Vershawn Sanders-Ward holds an MFA in Dance from New York University and is the first recipient of BFA in Dance from Columbia College Chicago (Gates Millennium Scholar.) She is the Founding Artistic Director and CEO of Red Clay Dance Company and is currently a candidate for Dunham Technique Certification. Sanders-Ward is a 2019 Chicago Dancemakers Forum Awardee, a 2019 Harvard Business School Club of Chicago Scholar, a 2017 Dance/USA Leadership Fellow, a 2013 3Arts awardee, and a 2009 Choreography Award from Harlem Stage NYC. In 2015, 2018 and 2020, NewCity Magazine selected Ward as one of the “Players 50, People Who Really Perform for Chicago”. Her choreography has been presented in Chicago, New York, San Francisco, The Yard at Martha’s Vineyard, and internationally in Toronto, Dakar and Kampala. Vershawn is currently on faculty at Loyola University Chicago in the Fine and Performing Arts Department and has received choreographic commissions from Columbia College Chicago, Northwestern University, Knox College, AS220, and the National Theatre in Uganda. Her upcoming choreographic project set to premiere in June 2023, Rest.Rise.Move.Nourish.Heal was selected for a 2021 National Dance Project Award from NEFA. As an arts advocate, Vershawn serves as a board member of the African American Arts Alliance of Chicago and was selected to attend the inaugural Obama Foundation Summit for Emerging Global Leaders.
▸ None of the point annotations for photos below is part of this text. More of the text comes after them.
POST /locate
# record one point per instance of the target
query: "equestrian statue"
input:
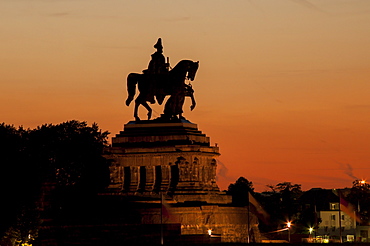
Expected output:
(158, 81)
Sanders-Ward has had the pleasure of gracing the cover of DEMO, Columbia College Chicago’s Alumni Magazine as well as the Chicago Reader.
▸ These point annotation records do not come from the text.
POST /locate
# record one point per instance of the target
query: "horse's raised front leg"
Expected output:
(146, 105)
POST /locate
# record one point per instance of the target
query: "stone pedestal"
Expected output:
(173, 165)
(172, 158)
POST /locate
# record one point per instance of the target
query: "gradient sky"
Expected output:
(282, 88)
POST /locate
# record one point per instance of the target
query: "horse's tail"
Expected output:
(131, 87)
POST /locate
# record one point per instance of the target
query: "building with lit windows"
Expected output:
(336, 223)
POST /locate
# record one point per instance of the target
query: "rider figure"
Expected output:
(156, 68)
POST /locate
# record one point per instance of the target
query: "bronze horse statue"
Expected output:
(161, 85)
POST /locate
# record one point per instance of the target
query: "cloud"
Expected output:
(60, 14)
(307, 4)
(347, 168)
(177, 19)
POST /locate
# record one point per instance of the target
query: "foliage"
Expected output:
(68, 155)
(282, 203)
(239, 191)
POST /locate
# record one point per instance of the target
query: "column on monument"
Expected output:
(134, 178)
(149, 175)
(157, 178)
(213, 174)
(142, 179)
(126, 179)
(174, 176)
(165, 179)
Rebecca Zorach teaches in the Department of Art History at Northwestern University, with affiliations in programs in American Studies and Environmental Policy and Culture. She writes on early modern European art, contemporary activist art, and art of the 1960s and 1970s. Her books include Blood, Milk, Ink, Gold: Abundance and Excess in the French Renaissance (Chicago, 2005), The Passionate Triangle (Chicago, 2011), and Art for People’s Sake: Artists and Community in Black Chicago 1965–1975 (Duke, 2019). She is currently working on two book projects, one entitled The Designs of Nature, which deals with early modern European ideas about Nature as maker, in particular as a maker of images, art objects, and artifacts, and the other tentatively entitled Place Holding, which addresses land, ecology, race and indigeneity, and art and its institutions in the United States.
AT THE NEWBERRY
Alison Hinderliter, is the Lloyd Lewis Curator of Modern Manuscripts and Archives, and Selector of Modern Music. As curator of the Newberry’s manuscript collections, Alison oversees a range of collections related to dance, music, literature, journalism, business, and a variety of other subjects, many Chicago-related. She has been in the archival field for nearly 30 years, working as archivist at the Chicago History Museum, The Chicago Public Library, the Chicago Symphony Orchestra, and the Old Town School of Folk Music. As an amateur classical pianist, her lifelong goal is to learn and perform all 32 Beethoven piano sonatas.
Laura McEnaney is the Vice President for Research and Academic Programs.